# [SOLVED] BT Home Hub



## allangreen (Aug 9, 2007)

Hi All,
For a reason unknown to me, the username and or password on my BT Home Hub has been changed. 
Does anyone know if its possible to reset the unit to its default username and password settings?
Thanks


----------



## Jaymie1989 (Mar 25, 2007)

*Re: BT Home Hub*

Hi,

Have you tryed admin and admin for both password and username?

Jay:wave:


----------



## Delinquent85 (Aug 13, 2007)

*Re: BT Home Hub*

As Jaymie said admin and admin should be the default but if thats not working you can factory reset by holding the wireless association key in for around 15 seconds. The hub should click and the lights will go out.


----------



## Jaymie1989 (Mar 25, 2007)

*Re: BT Home Hub*

Hi Delinquent85,

I think its surpost to be between 25 and 30 seconds.


----------



## Delinquent85 (Aug 13, 2007)

*Re: BT Home Hub*

Yes, It's certainly somewhere around that mark but either way once it clicks and the lights go out, let go of the button and it will go through reseting itself.

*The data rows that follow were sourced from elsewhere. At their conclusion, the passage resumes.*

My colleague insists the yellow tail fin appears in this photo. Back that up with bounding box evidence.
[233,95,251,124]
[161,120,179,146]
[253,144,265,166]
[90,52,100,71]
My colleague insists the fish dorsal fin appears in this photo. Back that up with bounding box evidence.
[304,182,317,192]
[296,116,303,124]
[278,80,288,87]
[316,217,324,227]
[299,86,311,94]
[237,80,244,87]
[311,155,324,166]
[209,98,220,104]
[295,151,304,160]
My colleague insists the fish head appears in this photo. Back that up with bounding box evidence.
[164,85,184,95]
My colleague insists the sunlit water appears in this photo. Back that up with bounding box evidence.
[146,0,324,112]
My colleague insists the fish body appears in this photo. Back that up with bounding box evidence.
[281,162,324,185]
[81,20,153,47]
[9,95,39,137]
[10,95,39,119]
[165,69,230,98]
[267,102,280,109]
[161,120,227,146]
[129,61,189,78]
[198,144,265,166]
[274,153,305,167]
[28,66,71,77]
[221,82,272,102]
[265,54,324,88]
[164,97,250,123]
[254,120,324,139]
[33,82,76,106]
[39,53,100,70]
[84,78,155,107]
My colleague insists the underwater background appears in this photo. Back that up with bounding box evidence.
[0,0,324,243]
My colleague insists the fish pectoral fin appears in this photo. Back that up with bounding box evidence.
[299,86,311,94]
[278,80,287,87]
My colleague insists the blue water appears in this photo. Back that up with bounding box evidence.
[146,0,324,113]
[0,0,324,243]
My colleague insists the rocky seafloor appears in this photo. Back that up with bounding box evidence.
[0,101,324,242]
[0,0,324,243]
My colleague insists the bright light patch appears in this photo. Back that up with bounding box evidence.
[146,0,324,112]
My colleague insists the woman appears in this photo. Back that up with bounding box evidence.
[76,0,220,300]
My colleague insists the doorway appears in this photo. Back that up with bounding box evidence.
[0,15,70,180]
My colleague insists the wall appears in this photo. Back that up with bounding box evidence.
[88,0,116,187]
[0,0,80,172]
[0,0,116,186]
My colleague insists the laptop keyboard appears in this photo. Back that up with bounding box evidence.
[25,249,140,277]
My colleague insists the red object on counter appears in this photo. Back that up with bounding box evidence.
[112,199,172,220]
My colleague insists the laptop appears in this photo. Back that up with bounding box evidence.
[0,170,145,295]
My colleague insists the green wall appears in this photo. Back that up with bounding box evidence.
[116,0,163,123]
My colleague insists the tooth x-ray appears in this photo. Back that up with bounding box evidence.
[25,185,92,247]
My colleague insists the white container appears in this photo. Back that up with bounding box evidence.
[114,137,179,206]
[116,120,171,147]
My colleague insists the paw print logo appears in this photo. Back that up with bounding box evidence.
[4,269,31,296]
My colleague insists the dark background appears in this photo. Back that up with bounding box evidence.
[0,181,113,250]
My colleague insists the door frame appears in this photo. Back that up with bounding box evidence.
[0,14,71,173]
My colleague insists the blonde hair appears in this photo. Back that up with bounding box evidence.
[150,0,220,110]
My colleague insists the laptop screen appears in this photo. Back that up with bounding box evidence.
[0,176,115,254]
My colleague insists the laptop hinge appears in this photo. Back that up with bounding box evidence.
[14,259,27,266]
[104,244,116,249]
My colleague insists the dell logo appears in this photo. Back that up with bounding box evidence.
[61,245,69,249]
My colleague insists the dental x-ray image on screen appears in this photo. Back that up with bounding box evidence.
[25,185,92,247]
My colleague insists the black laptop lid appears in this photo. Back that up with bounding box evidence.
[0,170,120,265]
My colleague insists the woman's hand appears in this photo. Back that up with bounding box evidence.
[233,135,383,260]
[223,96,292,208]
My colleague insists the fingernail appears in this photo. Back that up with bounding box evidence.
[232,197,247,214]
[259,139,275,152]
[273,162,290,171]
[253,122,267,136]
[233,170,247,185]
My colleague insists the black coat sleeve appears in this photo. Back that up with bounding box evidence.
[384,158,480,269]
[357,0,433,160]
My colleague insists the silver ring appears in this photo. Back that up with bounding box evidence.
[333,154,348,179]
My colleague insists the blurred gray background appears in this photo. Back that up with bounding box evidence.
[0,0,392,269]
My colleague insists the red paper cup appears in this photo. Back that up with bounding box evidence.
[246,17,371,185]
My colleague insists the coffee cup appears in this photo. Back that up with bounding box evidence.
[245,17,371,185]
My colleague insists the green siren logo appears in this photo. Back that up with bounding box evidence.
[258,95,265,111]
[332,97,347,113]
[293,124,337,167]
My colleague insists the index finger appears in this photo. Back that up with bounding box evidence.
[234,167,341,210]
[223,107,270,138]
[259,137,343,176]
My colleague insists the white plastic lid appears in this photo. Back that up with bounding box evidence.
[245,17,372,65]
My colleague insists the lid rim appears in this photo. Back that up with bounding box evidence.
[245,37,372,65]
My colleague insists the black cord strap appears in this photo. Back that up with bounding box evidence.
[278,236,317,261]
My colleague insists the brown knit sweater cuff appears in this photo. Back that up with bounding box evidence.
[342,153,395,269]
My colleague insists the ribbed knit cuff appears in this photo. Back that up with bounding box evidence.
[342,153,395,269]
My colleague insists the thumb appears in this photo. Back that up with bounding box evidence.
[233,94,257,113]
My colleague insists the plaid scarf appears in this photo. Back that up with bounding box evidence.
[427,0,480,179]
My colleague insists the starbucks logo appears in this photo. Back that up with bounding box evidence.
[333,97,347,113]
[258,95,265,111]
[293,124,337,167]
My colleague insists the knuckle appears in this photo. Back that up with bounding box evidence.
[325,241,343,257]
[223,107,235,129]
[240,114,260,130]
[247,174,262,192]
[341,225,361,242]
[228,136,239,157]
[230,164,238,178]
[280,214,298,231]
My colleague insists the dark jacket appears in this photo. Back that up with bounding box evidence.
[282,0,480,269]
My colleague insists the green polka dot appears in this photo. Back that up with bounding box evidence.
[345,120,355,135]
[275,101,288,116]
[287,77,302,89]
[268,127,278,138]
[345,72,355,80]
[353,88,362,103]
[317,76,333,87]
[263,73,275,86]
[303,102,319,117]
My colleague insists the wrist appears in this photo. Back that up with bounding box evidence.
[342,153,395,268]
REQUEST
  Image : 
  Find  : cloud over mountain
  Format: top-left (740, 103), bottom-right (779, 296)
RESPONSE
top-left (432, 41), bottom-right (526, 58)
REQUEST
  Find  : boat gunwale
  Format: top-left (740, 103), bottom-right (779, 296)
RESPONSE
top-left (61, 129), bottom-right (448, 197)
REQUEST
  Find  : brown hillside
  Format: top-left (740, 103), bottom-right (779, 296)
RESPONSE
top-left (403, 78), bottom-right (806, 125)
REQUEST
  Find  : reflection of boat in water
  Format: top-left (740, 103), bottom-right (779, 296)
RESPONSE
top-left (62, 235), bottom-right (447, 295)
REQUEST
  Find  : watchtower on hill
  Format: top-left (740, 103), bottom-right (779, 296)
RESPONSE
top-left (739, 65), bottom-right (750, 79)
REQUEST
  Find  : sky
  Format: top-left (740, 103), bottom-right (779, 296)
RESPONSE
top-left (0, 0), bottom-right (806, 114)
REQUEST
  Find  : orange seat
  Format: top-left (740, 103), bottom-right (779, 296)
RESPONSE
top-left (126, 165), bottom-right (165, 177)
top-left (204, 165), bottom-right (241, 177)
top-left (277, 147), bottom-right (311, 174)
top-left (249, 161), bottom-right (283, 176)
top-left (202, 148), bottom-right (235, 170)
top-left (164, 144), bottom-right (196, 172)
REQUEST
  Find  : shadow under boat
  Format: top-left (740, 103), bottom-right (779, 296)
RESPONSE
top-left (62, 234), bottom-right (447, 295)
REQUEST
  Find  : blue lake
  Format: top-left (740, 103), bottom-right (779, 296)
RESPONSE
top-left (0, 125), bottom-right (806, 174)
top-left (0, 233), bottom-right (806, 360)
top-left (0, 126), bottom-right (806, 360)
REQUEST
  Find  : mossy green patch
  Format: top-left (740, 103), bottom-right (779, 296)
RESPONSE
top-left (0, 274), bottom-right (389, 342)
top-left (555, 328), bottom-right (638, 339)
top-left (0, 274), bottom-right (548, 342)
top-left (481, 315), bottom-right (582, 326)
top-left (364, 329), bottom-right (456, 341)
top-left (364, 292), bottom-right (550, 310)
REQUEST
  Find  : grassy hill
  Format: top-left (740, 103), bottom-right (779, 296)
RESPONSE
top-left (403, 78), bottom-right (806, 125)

p.s If you factory reset the hub, you will need to re-register your talk account at bt.com/bbv if you have one and you'll also need to pair up the hub and phone again.


----------



## allangreen (Aug 9, 2007)

*Re: BT Home Hub*

Ok, but before I reset the hub I need to confirm.
a. Will the username and password revert back to admin & admin respective?
b. Will I get the default settings that came with the hub as new?
c. I know how to re-register the Talk account, but what do you mean "pair the hub and phone"?
I only ask as I had one hell of a time setting the thing up initally, as it is linked to two Belkin Wireless Repeaters, and I wonder if it might be wise to buy a spare from ebay for £20 and get it up and running before I lose my network.


----------



## Delinquent85 (Aug 13, 2007)

*Re: BT Home Hub*



allangreen said:


> Ok, but before I reset the hub I need to confirm.
> a. Will the username and password revert back to admin & admin respective? *Yes*
> 
> b. Will I get the default settings that came with the hub as new? *Yes*
> ...


----------



## allangreen (Aug 9, 2007)

*Re: BT Home Hub*

Brilliant - Thanks for the update.
I'll try it out this weekend.
Kind Regards


----------



## allangreen (Aug 9, 2007)

*Re: BT Home Hub*

Well I couldn't wait till the Weekend.
Its 10min past midnight. I reset it all and No problems.
Thanks for the support.
Kind Regards


----------